Banks is Co-Chair of the W3C Mobile Web for Social Development Group, a member and panelist for the Clinton Global Initiative and on the Advisory Board of a number of non-profit ventures including FrontlineSMS:Medic, Samasource and Question Box. He has written about the role of mobile technology for Didactics World, BBC News, Boston Review, Vodafone Receiver[3] and Stanford University and Harvard University magazines, has a regular on-line column in PC World and National Geographic, and is a judge in the not-for-profit category of the official GSM Association Global Mobile Awards. He also appeared as a special guest on VoxAfrica TV, PRI's The World, CBC's Spark and BBC's Digital Planet. Banks has been interviewed and quoted in a number of mainstream and industry publications including The Economist,[4] the BBC,[5] The New York Times,[6] Time magazine and in a recent UN publication focusing on advances in mobile health.
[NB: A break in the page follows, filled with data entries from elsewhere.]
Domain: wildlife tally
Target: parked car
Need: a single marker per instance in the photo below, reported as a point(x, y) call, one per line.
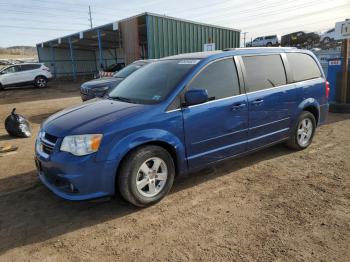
point(180, 114)
point(300, 39)
point(270, 40)
point(100, 87)
point(328, 37)
point(25, 74)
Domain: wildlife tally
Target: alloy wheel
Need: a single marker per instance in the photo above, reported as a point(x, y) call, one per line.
point(151, 177)
point(304, 132)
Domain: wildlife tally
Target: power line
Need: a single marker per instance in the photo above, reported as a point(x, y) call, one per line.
point(46, 22)
point(298, 16)
point(41, 28)
point(269, 13)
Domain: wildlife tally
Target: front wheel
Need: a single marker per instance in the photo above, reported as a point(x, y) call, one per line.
point(303, 132)
point(40, 81)
point(146, 175)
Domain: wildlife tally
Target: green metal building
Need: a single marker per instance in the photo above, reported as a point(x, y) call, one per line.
point(145, 36)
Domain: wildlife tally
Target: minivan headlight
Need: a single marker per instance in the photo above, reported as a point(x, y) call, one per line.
point(101, 88)
point(81, 145)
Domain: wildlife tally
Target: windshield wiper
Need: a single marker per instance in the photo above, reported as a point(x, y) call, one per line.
point(119, 98)
point(271, 82)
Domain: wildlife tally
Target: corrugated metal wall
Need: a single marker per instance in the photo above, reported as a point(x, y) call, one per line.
point(169, 36)
point(130, 39)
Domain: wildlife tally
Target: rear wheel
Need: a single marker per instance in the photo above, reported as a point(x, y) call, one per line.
point(303, 132)
point(40, 81)
point(146, 175)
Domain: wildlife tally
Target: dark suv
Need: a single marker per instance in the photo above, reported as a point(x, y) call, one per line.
point(300, 39)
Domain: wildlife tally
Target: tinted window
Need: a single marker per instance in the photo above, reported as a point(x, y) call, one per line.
point(219, 79)
point(152, 83)
point(30, 67)
point(12, 69)
point(263, 72)
point(303, 66)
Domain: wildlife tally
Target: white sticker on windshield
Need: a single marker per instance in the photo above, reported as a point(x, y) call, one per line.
point(189, 62)
point(156, 97)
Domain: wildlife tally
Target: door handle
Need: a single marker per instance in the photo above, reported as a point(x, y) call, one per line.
point(257, 101)
point(238, 106)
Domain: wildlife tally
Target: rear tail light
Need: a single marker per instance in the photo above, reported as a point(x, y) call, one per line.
point(327, 89)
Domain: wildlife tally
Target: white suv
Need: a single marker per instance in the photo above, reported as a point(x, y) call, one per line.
point(270, 40)
point(25, 74)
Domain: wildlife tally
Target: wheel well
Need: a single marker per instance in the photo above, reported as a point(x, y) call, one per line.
point(313, 110)
point(171, 150)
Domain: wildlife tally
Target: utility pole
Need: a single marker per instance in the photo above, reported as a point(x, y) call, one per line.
point(244, 37)
point(90, 17)
point(344, 86)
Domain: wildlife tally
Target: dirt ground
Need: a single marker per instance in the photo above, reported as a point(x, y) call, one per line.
point(276, 204)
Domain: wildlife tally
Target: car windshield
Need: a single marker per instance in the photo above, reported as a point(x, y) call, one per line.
point(152, 83)
point(126, 71)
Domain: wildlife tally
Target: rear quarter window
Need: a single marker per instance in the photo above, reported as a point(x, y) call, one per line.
point(264, 71)
point(303, 66)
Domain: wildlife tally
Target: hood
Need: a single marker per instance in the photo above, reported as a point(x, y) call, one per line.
point(89, 117)
point(106, 81)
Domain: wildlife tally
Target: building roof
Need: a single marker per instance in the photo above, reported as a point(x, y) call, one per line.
point(110, 32)
point(230, 51)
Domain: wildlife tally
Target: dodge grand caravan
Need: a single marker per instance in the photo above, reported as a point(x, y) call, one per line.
point(179, 114)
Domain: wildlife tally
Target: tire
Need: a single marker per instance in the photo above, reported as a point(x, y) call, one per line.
point(139, 166)
point(303, 132)
point(40, 81)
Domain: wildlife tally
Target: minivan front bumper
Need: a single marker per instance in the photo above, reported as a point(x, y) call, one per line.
point(76, 178)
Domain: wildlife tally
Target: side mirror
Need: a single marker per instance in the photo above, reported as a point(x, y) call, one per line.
point(196, 96)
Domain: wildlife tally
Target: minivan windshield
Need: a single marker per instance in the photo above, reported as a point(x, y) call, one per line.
point(152, 83)
point(126, 71)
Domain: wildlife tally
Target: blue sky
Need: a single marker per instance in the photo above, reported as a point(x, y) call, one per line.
point(34, 21)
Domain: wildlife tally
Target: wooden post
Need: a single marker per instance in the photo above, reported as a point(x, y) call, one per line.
point(344, 86)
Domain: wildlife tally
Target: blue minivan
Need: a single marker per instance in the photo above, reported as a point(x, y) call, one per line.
point(180, 114)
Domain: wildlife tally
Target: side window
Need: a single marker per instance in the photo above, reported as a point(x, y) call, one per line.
point(11, 69)
point(303, 66)
point(219, 79)
point(263, 72)
point(30, 67)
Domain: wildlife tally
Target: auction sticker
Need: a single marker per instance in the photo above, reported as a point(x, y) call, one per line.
point(189, 62)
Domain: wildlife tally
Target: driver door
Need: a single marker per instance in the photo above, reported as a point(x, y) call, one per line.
point(218, 128)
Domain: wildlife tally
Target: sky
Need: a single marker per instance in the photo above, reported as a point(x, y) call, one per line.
point(34, 21)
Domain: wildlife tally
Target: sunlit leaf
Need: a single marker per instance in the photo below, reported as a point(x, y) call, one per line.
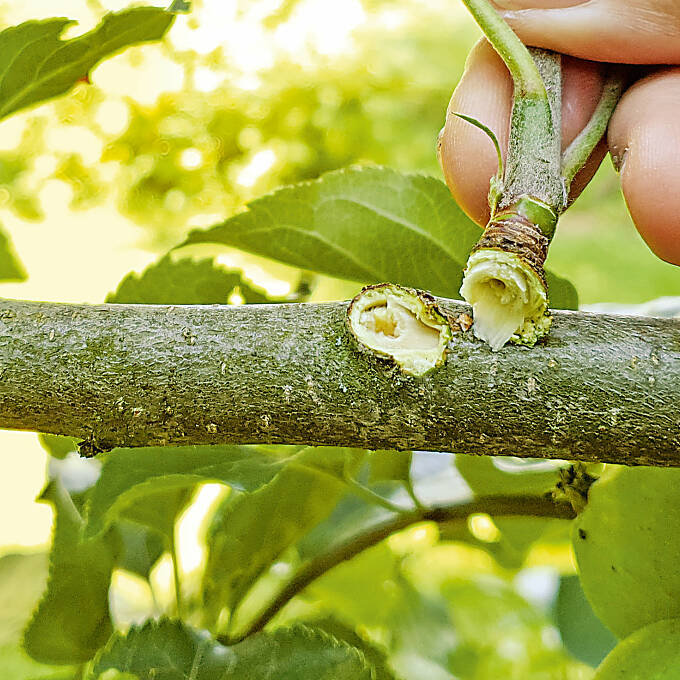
point(58, 446)
point(390, 465)
point(365, 224)
point(489, 476)
point(371, 591)
point(10, 267)
point(128, 475)
point(17, 665)
point(72, 620)
point(137, 549)
point(583, 634)
point(159, 510)
point(170, 650)
point(375, 656)
point(35, 64)
point(562, 293)
point(184, 282)
point(22, 581)
point(251, 531)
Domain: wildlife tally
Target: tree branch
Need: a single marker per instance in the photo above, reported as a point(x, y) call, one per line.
point(601, 387)
point(506, 506)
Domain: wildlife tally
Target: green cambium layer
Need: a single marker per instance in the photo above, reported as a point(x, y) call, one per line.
point(400, 324)
point(509, 300)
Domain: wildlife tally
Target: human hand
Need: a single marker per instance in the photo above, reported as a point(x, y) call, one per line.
point(644, 132)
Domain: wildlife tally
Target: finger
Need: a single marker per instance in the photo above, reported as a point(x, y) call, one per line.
point(468, 158)
point(644, 140)
point(641, 32)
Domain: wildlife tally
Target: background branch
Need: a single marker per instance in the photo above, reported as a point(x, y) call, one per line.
point(507, 506)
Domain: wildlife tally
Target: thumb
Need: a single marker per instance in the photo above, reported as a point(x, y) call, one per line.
point(623, 31)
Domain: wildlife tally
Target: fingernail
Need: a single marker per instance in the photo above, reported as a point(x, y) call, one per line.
point(536, 4)
point(619, 157)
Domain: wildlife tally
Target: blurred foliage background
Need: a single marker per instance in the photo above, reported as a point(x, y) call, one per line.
point(242, 97)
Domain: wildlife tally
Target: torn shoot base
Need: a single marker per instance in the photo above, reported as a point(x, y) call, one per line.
point(508, 299)
point(401, 324)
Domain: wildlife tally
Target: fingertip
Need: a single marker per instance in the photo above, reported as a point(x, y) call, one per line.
point(644, 138)
point(467, 156)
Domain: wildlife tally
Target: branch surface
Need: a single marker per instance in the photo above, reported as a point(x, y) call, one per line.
point(600, 388)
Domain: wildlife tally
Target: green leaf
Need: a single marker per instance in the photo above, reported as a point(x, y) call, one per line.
point(159, 510)
point(72, 620)
point(371, 591)
point(22, 581)
point(180, 6)
point(561, 292)
point(251, 531)
point(583, 634)
point(16, 665)
point(58, 446)
point(10, 267)
point(37, 65)
point(503, 475)
point(129, 475)
point(184, 282)
point(137, 548)
point(390, 466)
point(169, 650)
point(376, 657)
point(368, 224)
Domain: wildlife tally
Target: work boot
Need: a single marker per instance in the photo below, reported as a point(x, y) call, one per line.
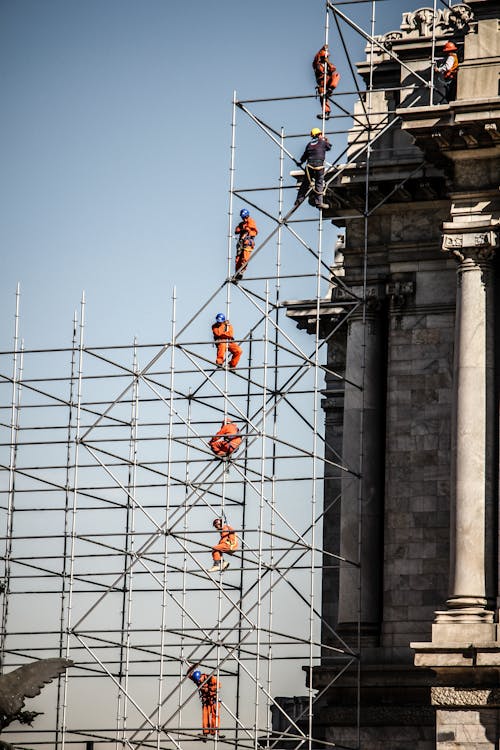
point(215, 568)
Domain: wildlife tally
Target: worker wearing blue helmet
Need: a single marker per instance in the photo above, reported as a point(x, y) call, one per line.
point(208, 687)
point(246, 231)
point(224, 339)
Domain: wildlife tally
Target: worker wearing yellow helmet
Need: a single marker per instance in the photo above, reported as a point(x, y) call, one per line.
point(314, 156)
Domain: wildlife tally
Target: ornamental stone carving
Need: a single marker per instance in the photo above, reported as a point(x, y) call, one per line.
point(459, 17)
point(450, 697)
point(423, 22)
point(482, 245)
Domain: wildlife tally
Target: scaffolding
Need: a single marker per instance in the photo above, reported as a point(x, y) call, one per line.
point(109, 488)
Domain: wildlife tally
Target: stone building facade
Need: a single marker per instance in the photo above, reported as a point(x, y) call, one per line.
point(417, 413)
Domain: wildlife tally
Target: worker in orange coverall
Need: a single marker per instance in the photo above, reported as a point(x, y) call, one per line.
point(224, 338)
point(246, 231)
point(228, 544)
point(226, 440)
point(327, 79)
point(208, 688)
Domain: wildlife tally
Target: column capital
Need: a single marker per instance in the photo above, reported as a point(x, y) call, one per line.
point(469, 243)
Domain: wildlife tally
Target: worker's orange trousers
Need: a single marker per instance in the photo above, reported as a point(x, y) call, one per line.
point(242, 258)
point(222, 547)
point(234, 348)
point(211, 718)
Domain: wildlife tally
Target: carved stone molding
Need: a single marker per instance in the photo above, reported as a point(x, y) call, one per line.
point(399, 292)
point(450, 697)
point(423, 22)
point(479, 245)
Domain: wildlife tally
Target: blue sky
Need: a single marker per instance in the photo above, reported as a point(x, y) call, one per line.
point(115, 150)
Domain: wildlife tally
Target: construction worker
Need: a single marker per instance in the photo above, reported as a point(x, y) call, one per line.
point(447, 69)
point(208, 689)
point(226, 441)
point(327, 79)
point(228, 543)
point(314, 156)
point(224, 340)
point(246, 231)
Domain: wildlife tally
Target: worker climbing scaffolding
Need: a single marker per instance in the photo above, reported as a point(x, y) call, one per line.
point(208, 689)
point(224, 339)
point(327, 80)
point(314, 156)
point(447, 69)
point(228, 544)
point(246, 231)
point(226, 441)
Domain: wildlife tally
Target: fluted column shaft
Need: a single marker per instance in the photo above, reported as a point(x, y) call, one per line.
point(472, 446)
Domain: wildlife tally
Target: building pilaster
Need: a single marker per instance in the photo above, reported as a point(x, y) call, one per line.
point(362, 490)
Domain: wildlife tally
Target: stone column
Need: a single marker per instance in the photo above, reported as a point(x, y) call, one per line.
point(469, 611)
point(362, 498)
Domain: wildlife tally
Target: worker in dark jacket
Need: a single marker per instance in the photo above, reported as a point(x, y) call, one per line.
point(314, 156)
point(447, 68)
point(208, 689)
point(224, 339)
point(246, 231)
point(327, 79)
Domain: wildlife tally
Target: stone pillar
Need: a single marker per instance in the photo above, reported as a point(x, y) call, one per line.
point(469, 613)
point(362, 504)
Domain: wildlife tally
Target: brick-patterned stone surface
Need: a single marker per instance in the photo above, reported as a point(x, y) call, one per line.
point(418, 434)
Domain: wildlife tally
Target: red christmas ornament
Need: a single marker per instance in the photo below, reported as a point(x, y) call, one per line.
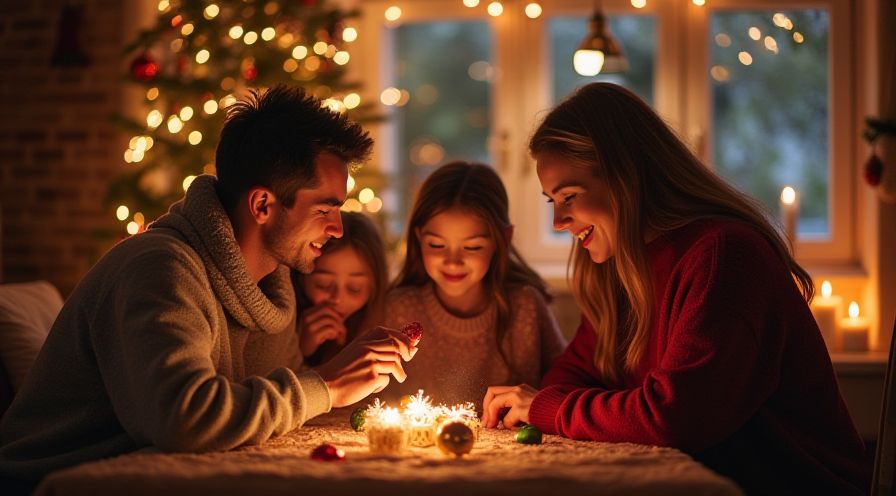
point(874, 169)
point(144, 67)
point(327, 453)
point(413, 330)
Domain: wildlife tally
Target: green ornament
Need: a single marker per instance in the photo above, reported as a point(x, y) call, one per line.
point(359, 415)
point(528, 434)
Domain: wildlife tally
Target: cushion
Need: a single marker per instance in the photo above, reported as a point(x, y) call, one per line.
point(27, 311)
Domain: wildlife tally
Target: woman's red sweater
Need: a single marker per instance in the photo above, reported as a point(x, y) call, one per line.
point(735, 372)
Banks is a recognized thought-leader in his field, developing the original thinking behind the social mobile long tail and the rise of the reluctant innovator. His ideas are further expanded on at "Build it Kenny, and they will come...".

Banks graduated from the University of Sussex in the UK with honors in Social Anthropology with Development Studies in 1999.[7] Between 2006 and 2007 he was based at Stanford University as a Visiting Fellow on the Reuters Digital Vision Program, and in 2008 was named as one of sixteen Pop!Tech Social Innovation Fellows.[8] In 2009 he was named a Laureate of The Tech Awards. In May 2010, Banks was named a National Geographic Emerging Explorer, an award which "recognizes and supports uniquely gifted and inspiring young adventurers, scientists, photographers, and storytellers - explorers who are already making a difference early in their careers.".[9] Throughout 2011 Banks picked up a further three awards. He was the winner of the Pizzigati Prize for Software in the Public Interest, named an Ashoka Fellow, and picked up the Curry Stone Design Prize for his work with FrontlineSMS.

Banks has lived and worked throughout Africa since the early 1990s in countries including Kenya, Nigeria (where he ran a primate sanctuary), South Africa, Mozambique, Cameroon, Zambia, Uganda and Zimbabwe. He currently resides in Cambridge with his wife.

He has received grants from the MacArthur Foundation, Open Society Institute (OSI), The Rockefeller Foundation, Hivos, and the William and Flora Hewlett Foundation. In May 2010 the Omidyar Network announced additional funding to allow Banks to continue his work.

In 2007 he launched The kiwanja Foundation, a US-based non-profit focused on advancing the potential of mobile technology for positive social and environmental change around the world.